Gladness and joy is taken away from the fruitful field and from the land of Moab. I have caused wine to cease from the wine presses. No one will tread with shouting. The shouting will be no shouting.
34 Het huilen van Chesjbon dringt tot Elale door, Men hoort ze schreien tot Jáhas, Van Sóar tot Choronáim en Eglat, Want zelfs de wateren van Nimrim zijn een steppe geworden.
From the cry of Heshbon even to Elealeh, even to Jahaz they have uttered their voice, from Zoar even to Horonaim, to Eglath Shelishiyah; for the waters of Nimrim will also become desolate.
35 En uit Moab verdelg Ik, Is de godsspraak van Jahweh, Al wie de offerhoogten bestijgt, En wierook brandt voor zijn god.
Moreover I will cause to cease in Moab,” says the LORD, “him who offers in the high place, and him who burns incense to his gods.
36 Daarom kermt mijn hart Als een fluit over Moab; Kermt mijn hart over de mannen van Kir-chéres: Want wat men gespaard heeft, is verloren gegaan.
Therefore my heart sounds for Moab like flutes, and my heart sounds like flutes for the men of Kir Heres. Therefore the abundance that he has gotten has perished.
37 Ja, alle hoofden zijn kaal, Alle baarden geschoren, Alle handen gekerfd, Om alle lenden een zak.
For every head is bald, and every beard clipped. There are cuttings on all the hands, and sackcloth on the waist.
38 Op alle daken en straten van Moab Niets dan gejammer, Want Ik heb Moab verbrijzeld als een waardeloze pot, Is de godsspraak van Jahweh!
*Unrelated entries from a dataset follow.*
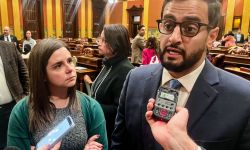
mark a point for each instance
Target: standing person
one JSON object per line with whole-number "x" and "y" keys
{"x": 149, "y": 54}
{"x": 52, "y": 97}
{"x": 9, "y": 38}
{"x": 239, "y": 36}
{"x": 106, "y": 89}
{"x": 14, "y": 84}
{"x": 29, "y": 41}
{"x": 217, "y": 105}
{"x": 138, "y": 44}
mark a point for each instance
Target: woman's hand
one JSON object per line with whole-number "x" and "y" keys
{"x": 92, "y": 144}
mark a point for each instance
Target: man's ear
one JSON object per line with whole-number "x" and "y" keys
{"x": 212, "y": 35}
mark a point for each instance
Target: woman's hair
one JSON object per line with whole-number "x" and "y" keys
{"x": 117, "y": 38}
{"x": 40, "y": 107}
{"x": 152, "y": 43}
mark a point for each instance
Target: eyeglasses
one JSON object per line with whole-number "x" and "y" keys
{"x": 187, "y": 28}
{"x": 100, "y": 40}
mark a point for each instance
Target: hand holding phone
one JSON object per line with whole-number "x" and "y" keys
{"x": 165, "y": 103}
{"x": 56, "y": 134}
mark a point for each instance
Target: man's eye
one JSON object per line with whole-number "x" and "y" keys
{"x": 190, "y": 28}
{"x": 57, "y": 66}
{"x": 169, "y": 26}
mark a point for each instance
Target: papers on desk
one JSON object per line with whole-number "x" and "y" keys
{"x": 80, "y": 68}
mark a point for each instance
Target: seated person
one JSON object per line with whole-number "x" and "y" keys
{"x": 228, "y": 40}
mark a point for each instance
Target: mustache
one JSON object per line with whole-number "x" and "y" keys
{"x": 175, "y": 46}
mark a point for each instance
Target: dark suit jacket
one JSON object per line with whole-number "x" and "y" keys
{"x": 219, "y": 110}
{"x": 15, "y": 70}
{"x": 13, "y": 39}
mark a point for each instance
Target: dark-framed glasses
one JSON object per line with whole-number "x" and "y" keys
{"x": 187, "y": 28}
{"x": 100, "y": 40}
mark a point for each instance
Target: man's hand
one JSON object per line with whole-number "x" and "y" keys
{"x": 92, "y": 144}
{"x": 171, "y": 135}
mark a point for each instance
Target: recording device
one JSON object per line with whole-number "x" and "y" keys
{"x": 56, "y": 134}
{"x": 165, "y": 103}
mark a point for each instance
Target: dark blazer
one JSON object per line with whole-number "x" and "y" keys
{"x": 13, "y": 39}
{"x": 15, "y": 70}
{"x": 107, "y": 88}
{"x": 219, "y": 110}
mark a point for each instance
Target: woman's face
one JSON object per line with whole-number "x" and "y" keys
{"x": 61, "y": 71}
{"x": 103, "y": 47}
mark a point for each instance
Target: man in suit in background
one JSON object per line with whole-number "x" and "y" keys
{"x": 214, "y": 105}
{"x": 14, "y": 84}
{"x": 138, "y": 44}
{"x": 239, "y": 37}
{"x": 10, "y": 38}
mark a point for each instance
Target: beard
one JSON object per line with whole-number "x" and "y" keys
{"x": 187, "y": 62}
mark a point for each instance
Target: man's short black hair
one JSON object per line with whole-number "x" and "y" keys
{"x": 140, "y": 26}
{"x": 214, "y": 13}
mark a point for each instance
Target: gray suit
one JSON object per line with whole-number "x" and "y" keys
{"x": 219, "y": 110}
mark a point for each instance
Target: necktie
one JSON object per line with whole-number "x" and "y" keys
{"x": 174, "y": 84}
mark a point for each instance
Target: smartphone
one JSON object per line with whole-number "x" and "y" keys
{"x": 56, "y": 134}
{"x": 165, "y": 103}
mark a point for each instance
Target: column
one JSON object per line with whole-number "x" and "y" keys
{"x": 229, "y": 15}
{"x": 49, "y": 18}
{"x": 82, "y": 19}
{"x": 90, "y": 19}
{"x": 125, "y": 14}
{"x": 58, "y": 19}
{"x": 17, "y": 20}
{"x": 145, "y": 16}
{"x": 4, "y": 13}
{"x": 245, "y": 18}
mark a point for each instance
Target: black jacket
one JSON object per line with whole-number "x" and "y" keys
{"x": 107, "y": 87}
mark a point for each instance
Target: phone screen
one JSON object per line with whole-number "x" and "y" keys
{"x": 57, "y": 133}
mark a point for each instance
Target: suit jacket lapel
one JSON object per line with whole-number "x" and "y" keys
{"x": 150, "y": 89}
{"x": 202, "y": 95}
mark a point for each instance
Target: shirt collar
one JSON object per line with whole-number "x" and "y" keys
{"x": 185, "y": 80}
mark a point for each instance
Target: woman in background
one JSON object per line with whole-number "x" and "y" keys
{"x": 28, "y": 44}
{"x": 53, "y": 96}
{"x": 106, "y": 89}
{"x": 149, "y": 54}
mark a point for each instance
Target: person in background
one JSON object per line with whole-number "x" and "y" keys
{"x": 239, "y": 36}
{"x": 149, "y": 54}
{"x": 28, "y": 40}
{"x": 14, "y": 84}
{"x": 138, "y": 44}
{"x": 214, "y": 105}
{"x": 52, "y": 97}
{"x": 106, "y": 89}
{"x": 9, "y": 38}
{"x": 228, "y": 40}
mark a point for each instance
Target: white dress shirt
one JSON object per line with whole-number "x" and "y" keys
{"x": 187, "y": 82}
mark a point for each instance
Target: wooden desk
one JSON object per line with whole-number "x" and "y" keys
{"x": 80, "y": 77}
{"x": 90, "y": 62}
{"x": 237, "y": 71}
{"x": 237, "y": 60}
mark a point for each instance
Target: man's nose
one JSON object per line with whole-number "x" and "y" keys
{"x": 175, "y": 37}
{"x": 70, "y": 67}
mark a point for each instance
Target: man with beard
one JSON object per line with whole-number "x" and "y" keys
{"x": 213, "y": 105}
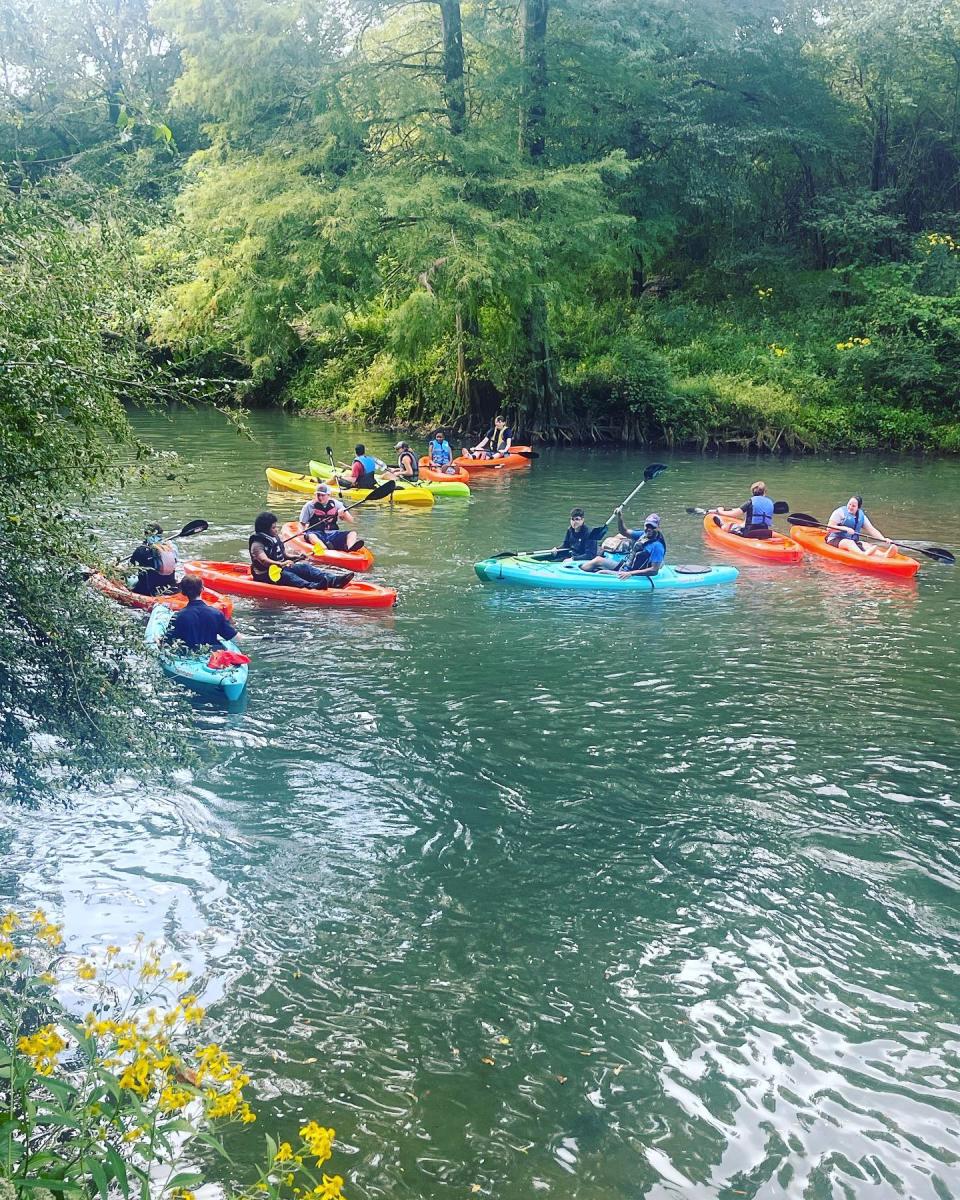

On all the housetops of Moab, and in its streets, there is lamentation everywhere; for I have broken Moab like a vessel in which no one delights,” says the LORD.
39 Hoe is het vernield, en staat het te snikken, Hoe wendt Moab vol schaamte zich af, Hoe is Moab tot spot en tot afschuw geworden, Voor al zijn buren?
“How it is broken down! How they wail! How Moab has turned the back with shame! So will Moab become a derision and a terror to all who are around him.”
40 Want zo spreekt Jahweh: Zie, als een adelaar schiet hij toe, Slaat zijn vleugels naar Moab uit:
For the LORD says: “Behold, he will fly as an eagle, and will spread out his wings against Moab.
41 De steden worden ingenomen, De burchten worden veroverd Op die dag wordt het hart van Moabs helden Als het hart van een vrouw in haar weeën;
Kerioth is taken, and the strongholds are seized. The heart of the mighty men of Moab at that day will be as the heart of a woman in her pangs.
42 Verdelgd wordt Moab uit de rij van de volken, Omdat het zich tegen Jahweh verhief.
Moab will be destroyed from being a people, because he has magnified himself against the LORD.
43 Verschrikking, kuilen en strikken voor u, Bewoners van Moab, is de godsspraak van Jahweh:
Terror, the pit, and the snare are on you, inhabitant of Moab,” says the LORD.
44 Wie de verschrikking ontkomt, valt in de kuil, Wie de kuil ontsnapt, wordt in de strikken gevangen. Waarachtig, dit alles zal Ik Moab berokkenen, In het jaar van zijn straf, is de godsspraak van Jahweh!
“He who flees from the terror will fall into the pit; and he who gets up out of the pit will be taken in the snare, for I will bring on him, even on Moab, the year of their visitation,” says the LORD.
45 Dan blijven in de schaduw van Chesjbon De vluchtelingen uitgeput staan. Dan zal er een vuur uit Chesjbon laaien, En een gloed uit de muren van Sichon: Het zal de slapen van Moab verzengen, De schedel van die druktemakers!
“Those who fled stand without strength under the shadow of Heshbon; for a fire has gone out of Heshbon, and a flame from the middle of Sihon, and has devoured the corner of Moab, and the crown of the head of the tumultuous ones.
46 Wee u, Moab, Ge zijt verloren, volk van Kemosj; Want uw zonen worden gevangen gemaakt, Uw dochters gaan de ballingschap in.
Woe to you, O Moab! The people of Chemosh are undone; for your sons are taken away captive, and your daughters into captivity.
47 Wel keer Ik nog eenmaal het lot van Moab ten beste, Op het einde der dagen, Is de godsspraak van Jahweh: Maar tot dan duurt het gericht over Moab!
“Yet I will reverse the captivity of Moab in the latter days,” says the LORD. Thus far is the judgment of Moab.